The primary abstraction that Boost.SIMD uses under the
hood is the boost::simd::pack<> data structure. This item
represents a small, contiguous, pack of integral objects
(e.g. doubles), and comes with a host of functions that
facilitate the use of SIMD operations on those objects when
possible. Although you don’t need to know the details to use
the high-level functionality provided by Boost.SIMD, it’s
useful for understanding what happens behind the scenes.

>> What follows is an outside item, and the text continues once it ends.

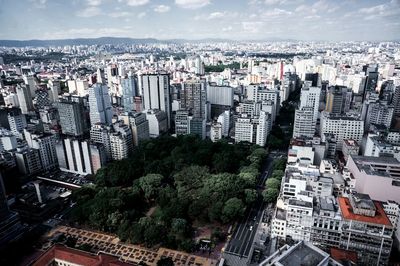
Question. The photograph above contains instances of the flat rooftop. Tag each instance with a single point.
(348, 214)
(303, 254)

Here’s a quick example of how we might compute the sum of
elements in a vector, using NT2.

// [[Rcpp::depends(RcppNT2)]]
#include 
using namespace RcppNT2;

#include 
using namespace Rcpp;

// Define a functor -- a C++ class which defines a templated
// 'function call' operator -- to perform the addition of 
// two pieces of data.
struct add_two {
  template <typename T>
  T operator()(const T& lhs, const T& rhs) {
    return lhs + rhs;
  }
};

// [[Rcpp::export]]
double simd_sum(NumericVector x) {
  // Pass the functor to 'simdReduce()'. This is an
  // algorithm provided by RcppNT2, which makes it
  // easy to apply nt2-style functor definitions
  // across a range of data.
  return simdReduce(x.begin(), x.end(), 0.0, add_two());
}

Behind the scenes, simdReduce() takes care of iteration
over the provided sequence, and ensures that we use optimized SIMD
instructions over packs of numbers when possible, and scalar
instructions when not. By passing a templated functor,
simdReduce() can automatically choose the correct template
specialization depending on whether it’s working with a pack
or not. In other words, two template specializations will be
generated in this case: one with T = double, and another
with T = boost::simd::pack.

Let’s confirm that this produces the correct output, and run
a small benchmark.

# helper function for printing microbenchmark output
printBm <- function(bm) {
  summary <- summary(bm)
  print(summary[, 1:7], row.names = FALSE)
}

# generate some data
data <- rnorm(1024 * 1000)

# verify that it produces the correct sum
all.equal(simd_sum(data), sum(data))
[1] TRUE
# compare results
library(microbenchmark)
bm <- microbenchmark(sum(data), simd_sum(data))
printBm(bm)
           expr     min       lq      mean    median       uq      max
      sum(data) 894.451 943.4145 1033.5598 1020.5000 1071.327 1429.533
 simd_sum(data) 280.585 293.6315  316.6797  307.8795  314.429  574.050

We get a noticable gain by taking advantage of SIMD
instructions here. However, it’s worth noting that we don’t
handle NA and NaN with the same granularity as R.

Learning More

This article provides just a taste of how RcppNT2 can be used.
If you’re interested in learning more, please check out the
RcppNT2 website.

To leave a comment for the author, please follow the link and comment on their blog: Rcpp Gallery.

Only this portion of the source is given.